Spoolinaz, morning.....  Nice job on the ABT's....  Everything smoked, by the members here, is special.....     Dave


----------



## jack07 (Jun 27, 2012)

They look very tasty


----------



## jrod62 (Jun 27, 2012)

ABT's look great.  :drool


----------



## sqwib (Jun 28, 2012)

What do you mean "Nothing Special" all ABT's are special.

Great Job!


----------



## spoolinaz (Jun 28, 2012)

Thanks for all the comments!

Sqwib- Your cheesesteak fatty has inspired me to make something special. Gonna do ABT's 'wit wiz'


----------



## sqwib (Jun 28, 2012)

Spoolinaz said:


> Thanks for all the comments!
> 
> Sqwib- Your cheesesteak fatty has inspired me to make something special. Gonna do ABT's 'wit wiz'


Sounds like you know how to order a cheesesteak the right way!

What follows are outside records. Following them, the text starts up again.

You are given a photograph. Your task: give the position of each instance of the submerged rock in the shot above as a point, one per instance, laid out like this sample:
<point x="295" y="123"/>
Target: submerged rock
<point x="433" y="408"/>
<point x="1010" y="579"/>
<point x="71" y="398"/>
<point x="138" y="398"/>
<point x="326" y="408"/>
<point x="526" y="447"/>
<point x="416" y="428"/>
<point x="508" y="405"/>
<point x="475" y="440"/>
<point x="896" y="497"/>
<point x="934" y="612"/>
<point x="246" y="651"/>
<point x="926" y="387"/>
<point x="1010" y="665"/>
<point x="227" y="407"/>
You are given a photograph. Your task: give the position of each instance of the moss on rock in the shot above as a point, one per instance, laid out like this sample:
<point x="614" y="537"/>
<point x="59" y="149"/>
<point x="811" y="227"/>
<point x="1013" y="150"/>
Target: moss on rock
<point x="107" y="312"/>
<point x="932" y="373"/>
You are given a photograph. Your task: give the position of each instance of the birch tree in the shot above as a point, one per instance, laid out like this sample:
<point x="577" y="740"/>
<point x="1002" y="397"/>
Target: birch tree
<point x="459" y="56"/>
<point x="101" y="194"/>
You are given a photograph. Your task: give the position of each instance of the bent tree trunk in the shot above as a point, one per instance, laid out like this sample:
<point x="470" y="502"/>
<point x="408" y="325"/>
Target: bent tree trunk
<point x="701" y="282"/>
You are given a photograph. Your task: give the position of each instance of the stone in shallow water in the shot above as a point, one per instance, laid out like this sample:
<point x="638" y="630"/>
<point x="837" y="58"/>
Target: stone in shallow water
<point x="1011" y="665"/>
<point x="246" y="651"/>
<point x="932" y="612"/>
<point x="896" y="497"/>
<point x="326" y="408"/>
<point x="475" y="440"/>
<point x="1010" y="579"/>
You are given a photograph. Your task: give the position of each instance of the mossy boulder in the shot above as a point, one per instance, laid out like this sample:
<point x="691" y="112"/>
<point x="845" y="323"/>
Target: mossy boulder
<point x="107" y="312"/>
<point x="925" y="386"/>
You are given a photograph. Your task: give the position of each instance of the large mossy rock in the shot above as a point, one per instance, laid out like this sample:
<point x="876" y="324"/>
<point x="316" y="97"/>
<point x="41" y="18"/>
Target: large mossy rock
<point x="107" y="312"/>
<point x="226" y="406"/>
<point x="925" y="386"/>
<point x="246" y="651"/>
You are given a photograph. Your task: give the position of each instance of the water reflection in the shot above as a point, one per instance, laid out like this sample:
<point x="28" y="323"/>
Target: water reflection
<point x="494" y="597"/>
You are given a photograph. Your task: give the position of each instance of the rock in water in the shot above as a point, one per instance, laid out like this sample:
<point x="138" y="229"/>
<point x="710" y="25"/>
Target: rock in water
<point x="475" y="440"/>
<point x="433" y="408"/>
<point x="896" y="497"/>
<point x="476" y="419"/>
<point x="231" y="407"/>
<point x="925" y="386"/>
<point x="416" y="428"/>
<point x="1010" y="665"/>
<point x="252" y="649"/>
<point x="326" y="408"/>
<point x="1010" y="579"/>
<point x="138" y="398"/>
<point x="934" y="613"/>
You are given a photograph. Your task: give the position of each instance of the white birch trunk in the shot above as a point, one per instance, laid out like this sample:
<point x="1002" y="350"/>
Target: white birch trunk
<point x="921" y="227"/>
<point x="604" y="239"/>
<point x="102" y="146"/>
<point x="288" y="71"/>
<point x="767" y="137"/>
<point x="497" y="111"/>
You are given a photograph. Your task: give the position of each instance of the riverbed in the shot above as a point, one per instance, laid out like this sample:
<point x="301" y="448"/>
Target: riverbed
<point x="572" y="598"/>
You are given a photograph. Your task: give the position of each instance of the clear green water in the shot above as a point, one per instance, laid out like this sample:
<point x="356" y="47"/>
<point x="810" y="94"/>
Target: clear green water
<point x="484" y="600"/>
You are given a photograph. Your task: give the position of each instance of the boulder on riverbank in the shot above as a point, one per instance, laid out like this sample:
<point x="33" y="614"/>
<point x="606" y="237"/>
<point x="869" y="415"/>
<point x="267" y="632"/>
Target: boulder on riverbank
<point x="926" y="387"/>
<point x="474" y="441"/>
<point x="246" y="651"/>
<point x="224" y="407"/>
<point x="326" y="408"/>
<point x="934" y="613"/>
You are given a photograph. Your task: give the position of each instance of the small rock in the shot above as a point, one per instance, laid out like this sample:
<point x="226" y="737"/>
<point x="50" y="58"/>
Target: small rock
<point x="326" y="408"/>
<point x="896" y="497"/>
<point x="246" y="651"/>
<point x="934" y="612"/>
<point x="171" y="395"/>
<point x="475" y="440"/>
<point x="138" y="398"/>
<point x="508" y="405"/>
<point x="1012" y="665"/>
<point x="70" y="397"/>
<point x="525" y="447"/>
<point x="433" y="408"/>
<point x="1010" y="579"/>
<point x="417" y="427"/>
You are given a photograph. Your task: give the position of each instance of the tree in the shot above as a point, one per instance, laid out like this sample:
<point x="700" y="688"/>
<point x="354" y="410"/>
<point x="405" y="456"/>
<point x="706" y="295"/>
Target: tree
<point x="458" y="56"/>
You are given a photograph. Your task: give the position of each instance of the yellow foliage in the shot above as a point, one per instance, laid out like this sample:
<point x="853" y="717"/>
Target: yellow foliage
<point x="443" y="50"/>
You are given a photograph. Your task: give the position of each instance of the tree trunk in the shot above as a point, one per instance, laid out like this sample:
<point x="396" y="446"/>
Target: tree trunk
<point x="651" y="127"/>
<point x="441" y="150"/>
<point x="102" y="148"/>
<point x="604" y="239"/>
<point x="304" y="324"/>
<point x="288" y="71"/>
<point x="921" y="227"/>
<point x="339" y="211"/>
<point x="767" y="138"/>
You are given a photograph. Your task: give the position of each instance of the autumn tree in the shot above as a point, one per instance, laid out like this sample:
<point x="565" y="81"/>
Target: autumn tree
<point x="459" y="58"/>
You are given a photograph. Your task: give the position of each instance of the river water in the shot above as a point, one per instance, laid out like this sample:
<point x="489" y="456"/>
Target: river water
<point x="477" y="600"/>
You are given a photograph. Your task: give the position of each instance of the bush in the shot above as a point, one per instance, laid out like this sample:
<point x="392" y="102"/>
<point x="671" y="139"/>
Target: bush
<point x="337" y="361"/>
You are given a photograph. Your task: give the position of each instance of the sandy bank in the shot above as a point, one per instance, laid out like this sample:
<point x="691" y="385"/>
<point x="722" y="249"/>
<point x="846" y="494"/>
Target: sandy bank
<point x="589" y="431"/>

Just watch, the Wiz may run out completely.

Try a purse cut, wrap in bacon, lay in a muffin pan purse cut up.

I done my Chili peppers this way.

























Let them cool a tad before removing and you won't loose any of that gooey goodness!


----------



## spoolinaz (Jun 29, 2012)

Nice! Would've figured you would have done something similar. Was actually thinking of mixing the cheese with cream cheese to keep the consistency a little more solid.

On the steaks- yeah, was only to Pats once though. Talking about a nerve racking ordering experience! I was well practiced though. Only thing I screwed up was ordering a drink at the steak window. Cheesesteaks are definitely one of my favorite things. Grew up on them from our local pizza shops though, yummy and chewy fresh baked pizza dough rolls.. Chipped steak, FO, mush, american cheese and mayo is my go to combo. Just wish I could get Amoroso's out this way...


----------